Over the last decade the space technology company Astroscale has worked on using a satellite to ‘grab’ the debris and propel it to burn up in Earth’s atmosphere. Insurance had a critical role to play, protecting Astroscale from the possible costs of mission failure.
The space market generally provides insurance that protects a physical asset. In this case, the cover was designed to fund the repair or replacement of the satellite as well as launch costs in the case of a claim. Janette Sunshine, broker with Wilson Towers Watson, worked with Astroscale and underwriters to shape and secure the insurance coverage. “It was a privilege to be involved with this first-of-its-kind mission,” she says. “The challenge for us was to build a truly bespoke policy that really met Astroscale’s needs.”
Even Astroscale’s efforts, however, do not fully solve the problem, being unable to tackle small pieces of debris. So, in March 2022, Privateer joined the eighth cohort of start-ups in the Lloyd’s Lab – Lloyd’s ten-week accelerator programme that helps innovative ideas gain traction and success in the insurance market.

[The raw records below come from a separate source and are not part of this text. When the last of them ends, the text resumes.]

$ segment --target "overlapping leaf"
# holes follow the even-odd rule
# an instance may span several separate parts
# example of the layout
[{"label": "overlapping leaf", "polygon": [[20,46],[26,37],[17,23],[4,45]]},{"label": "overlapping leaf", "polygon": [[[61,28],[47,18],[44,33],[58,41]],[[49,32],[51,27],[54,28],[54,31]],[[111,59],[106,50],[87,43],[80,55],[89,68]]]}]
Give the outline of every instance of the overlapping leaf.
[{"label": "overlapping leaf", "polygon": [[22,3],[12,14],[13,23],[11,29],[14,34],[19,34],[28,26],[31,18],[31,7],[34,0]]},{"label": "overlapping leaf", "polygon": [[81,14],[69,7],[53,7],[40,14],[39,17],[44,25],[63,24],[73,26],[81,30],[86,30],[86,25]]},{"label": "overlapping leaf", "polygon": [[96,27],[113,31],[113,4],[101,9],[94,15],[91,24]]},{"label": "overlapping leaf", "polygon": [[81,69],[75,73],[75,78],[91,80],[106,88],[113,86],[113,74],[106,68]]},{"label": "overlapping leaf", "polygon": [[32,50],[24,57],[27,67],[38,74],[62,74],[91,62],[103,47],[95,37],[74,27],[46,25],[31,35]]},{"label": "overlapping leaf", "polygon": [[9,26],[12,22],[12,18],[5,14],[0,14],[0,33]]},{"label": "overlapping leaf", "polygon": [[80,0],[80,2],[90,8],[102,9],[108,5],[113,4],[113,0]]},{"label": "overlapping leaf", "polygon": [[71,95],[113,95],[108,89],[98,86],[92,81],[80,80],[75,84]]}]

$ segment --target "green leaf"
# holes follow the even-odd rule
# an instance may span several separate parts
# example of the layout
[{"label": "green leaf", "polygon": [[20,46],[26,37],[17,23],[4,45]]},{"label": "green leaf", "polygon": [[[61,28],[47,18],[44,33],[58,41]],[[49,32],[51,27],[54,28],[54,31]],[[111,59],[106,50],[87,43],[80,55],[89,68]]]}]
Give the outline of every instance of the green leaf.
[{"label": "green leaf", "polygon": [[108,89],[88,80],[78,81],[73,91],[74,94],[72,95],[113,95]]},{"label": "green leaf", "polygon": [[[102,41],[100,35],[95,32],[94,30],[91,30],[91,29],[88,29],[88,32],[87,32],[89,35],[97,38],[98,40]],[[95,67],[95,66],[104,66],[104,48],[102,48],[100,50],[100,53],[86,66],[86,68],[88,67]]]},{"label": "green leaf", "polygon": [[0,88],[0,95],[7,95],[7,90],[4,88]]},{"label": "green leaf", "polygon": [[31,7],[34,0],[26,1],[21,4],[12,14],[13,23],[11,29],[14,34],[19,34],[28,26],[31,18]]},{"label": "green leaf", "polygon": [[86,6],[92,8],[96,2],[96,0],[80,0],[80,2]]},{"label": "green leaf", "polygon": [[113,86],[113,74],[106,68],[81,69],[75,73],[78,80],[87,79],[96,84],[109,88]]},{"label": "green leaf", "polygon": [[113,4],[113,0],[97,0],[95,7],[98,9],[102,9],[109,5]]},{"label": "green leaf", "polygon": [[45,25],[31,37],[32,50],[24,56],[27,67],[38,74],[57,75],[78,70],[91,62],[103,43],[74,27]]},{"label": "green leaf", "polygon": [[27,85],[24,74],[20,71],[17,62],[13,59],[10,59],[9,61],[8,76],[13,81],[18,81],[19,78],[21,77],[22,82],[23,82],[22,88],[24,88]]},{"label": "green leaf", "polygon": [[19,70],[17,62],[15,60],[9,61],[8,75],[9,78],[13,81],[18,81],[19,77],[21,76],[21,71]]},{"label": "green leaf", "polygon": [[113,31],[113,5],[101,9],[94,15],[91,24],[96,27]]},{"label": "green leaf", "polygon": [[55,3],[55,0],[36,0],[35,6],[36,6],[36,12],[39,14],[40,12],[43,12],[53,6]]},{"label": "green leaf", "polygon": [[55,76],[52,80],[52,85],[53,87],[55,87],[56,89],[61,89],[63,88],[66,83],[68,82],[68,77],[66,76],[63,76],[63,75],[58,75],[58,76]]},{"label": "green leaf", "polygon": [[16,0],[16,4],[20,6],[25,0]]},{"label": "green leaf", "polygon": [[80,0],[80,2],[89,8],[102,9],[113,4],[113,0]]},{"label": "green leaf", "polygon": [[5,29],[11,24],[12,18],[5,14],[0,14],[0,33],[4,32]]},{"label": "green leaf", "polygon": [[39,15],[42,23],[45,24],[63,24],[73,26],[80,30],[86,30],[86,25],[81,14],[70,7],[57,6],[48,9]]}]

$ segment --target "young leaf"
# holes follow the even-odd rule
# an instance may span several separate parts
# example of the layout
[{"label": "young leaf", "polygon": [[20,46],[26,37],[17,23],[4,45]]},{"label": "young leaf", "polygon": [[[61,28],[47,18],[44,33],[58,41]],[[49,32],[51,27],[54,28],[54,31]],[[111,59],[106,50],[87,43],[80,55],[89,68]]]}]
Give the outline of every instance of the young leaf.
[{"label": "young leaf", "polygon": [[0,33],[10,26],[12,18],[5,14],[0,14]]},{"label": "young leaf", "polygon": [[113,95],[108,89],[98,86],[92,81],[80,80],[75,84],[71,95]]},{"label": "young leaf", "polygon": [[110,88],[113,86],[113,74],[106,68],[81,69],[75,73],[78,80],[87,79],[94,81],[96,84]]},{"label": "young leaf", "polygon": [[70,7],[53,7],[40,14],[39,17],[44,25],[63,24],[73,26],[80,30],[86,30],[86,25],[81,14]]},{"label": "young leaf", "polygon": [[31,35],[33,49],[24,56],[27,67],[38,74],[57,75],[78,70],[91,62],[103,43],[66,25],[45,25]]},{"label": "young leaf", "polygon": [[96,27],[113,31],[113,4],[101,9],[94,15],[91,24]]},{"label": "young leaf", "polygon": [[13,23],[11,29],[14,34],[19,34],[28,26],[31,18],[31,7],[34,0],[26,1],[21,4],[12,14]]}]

Privateer’s mission is to catalogue and process information about debris so that satellite operators can manoeuvre safely and effectively. Wayfinder is the firm’s first app, that allows satellite operators to inspect the layers of constellations, orbits and countries to better understand what’s happening around the Earth.
For Privateer, its relationship with Lloyds Lab has been pivotal in its development. From Privateer’s perspective, it was an opportunity to work with underwriters creating space insurance products and satellite operators who fly in low-Earth orbit where less than 3% of satellites are currently insured, as a step towards co-created insurance products.
While this work helps to improve the space environment; it does have a knock-on effect on one of the biggest challenges for humanity overall – climate change.
There are a new generation of much smaller Synthetic Aperture Radar (SAR) satellites arriving in space, much more vulnerable to debris. They need a clear atmosphere to work safely, but what they can deliver brings a step change in managing climate-related natural catastrophes.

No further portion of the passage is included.